I recently received a warning regarding going over my shared 2100 minutes. I went on the website and was advised by switching plans, to unlimited text and phone with a data package, my bill currently bill would be approximately $255.00 and monthly charges from this point on would be approximately $285.00. I made the switch. I received my bill today, it was $420.00, with overage charges on three of the four lines equaling $199.35. The charges were spread out through the month, some as early as first part of March. When I called, I was total the overage is due to the prorated 2100 minutes to 1700, however could not explain why additional charges appeared in the first week of the billing cycle. Bottom line, could not do anything about the bill, charged 119.35 additional for talking on cell phones. I only made the change due to the website, Verizon Wireless, estimates for current and future bills. Total misleading statements. I have been a customer since 1999 and will not be after tonight. Totally disappointed in the business practice of Verizon.
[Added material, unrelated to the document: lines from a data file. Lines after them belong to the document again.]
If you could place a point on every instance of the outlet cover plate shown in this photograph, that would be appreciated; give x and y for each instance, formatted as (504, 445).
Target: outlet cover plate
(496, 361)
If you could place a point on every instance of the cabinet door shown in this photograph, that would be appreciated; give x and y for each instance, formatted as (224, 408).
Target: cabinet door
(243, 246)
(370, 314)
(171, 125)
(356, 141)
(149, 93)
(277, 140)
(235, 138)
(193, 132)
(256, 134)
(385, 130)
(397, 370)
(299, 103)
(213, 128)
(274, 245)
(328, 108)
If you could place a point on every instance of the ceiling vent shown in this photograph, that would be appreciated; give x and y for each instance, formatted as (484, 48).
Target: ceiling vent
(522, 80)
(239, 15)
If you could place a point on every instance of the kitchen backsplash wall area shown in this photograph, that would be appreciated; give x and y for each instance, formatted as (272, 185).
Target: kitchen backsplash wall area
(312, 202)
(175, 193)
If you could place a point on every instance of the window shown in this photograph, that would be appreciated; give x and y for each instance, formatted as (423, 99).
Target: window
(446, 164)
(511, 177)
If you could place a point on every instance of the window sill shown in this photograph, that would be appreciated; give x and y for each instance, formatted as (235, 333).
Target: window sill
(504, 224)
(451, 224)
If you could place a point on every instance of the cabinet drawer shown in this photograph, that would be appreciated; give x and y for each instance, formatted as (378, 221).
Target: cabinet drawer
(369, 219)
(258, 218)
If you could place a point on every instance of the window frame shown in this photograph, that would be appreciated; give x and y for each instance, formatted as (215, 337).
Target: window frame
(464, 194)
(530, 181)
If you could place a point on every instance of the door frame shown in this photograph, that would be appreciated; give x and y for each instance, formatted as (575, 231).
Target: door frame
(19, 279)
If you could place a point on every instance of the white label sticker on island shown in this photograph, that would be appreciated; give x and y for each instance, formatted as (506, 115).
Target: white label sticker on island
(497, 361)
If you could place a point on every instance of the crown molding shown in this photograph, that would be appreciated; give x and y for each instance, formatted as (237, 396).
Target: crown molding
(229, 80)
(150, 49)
Solved! Go to Correct Answer
Why then is there an overage charge in minutes used during the first week of the billing cycle? The overage charges, if the plan was prorated would start once the minutes have been used up, not in the front end of the billing cycle.
It is total number of shared minutes, so it doesn't matter which minutes count as plan or overage, as long as it adds up. for some reason, when they calculate the bill, they do not evenly distribute plan minutes. They do the same thing with shared data.
Were you given the option to start plan retroactively at start of billing period?, that is what you should have done. I have seen that screen before, and they do give you a warning that indicates by switching in middle of cycle you may be liable for overage charges.
You may want to try kindly explaining what you thought you were doing and ask if it could be adjusted to start the plan at the beginning of the billing period. That would be best. You may at least get some break if they do not agree to that.
Actually the screen did say the estimated bill would be X for the current billing cycle and Y for subsequent months. The actual current bill was 47% higher. The customer service person could not explain or did she know why the charges were "spread out", the screen indicated a savings by switching. If there was not an "X" as an estimated current bill, or if there was any mention of a 47% increase in current charges, I would have not made the change.
You're not understanding how proration works. It showed what your current bill was with your current plan and what the bill would be with the new plan. That was for the plan itself, not the prorated charges for making a change in the middle of a bill cycle. Because you changed in the middle of your cycle, your 2100 minutes went to 1700. It doesn't matter which minutes were considered overage as you were only alotted 1700 from making the change and it does let you know that when you make a change "on demand" (meaning in the middle of your cycle), there would be proration in your allowance as well as on your plan costs. Your next bill will be more what you're expecting since you won't have the change giving you those overage charges.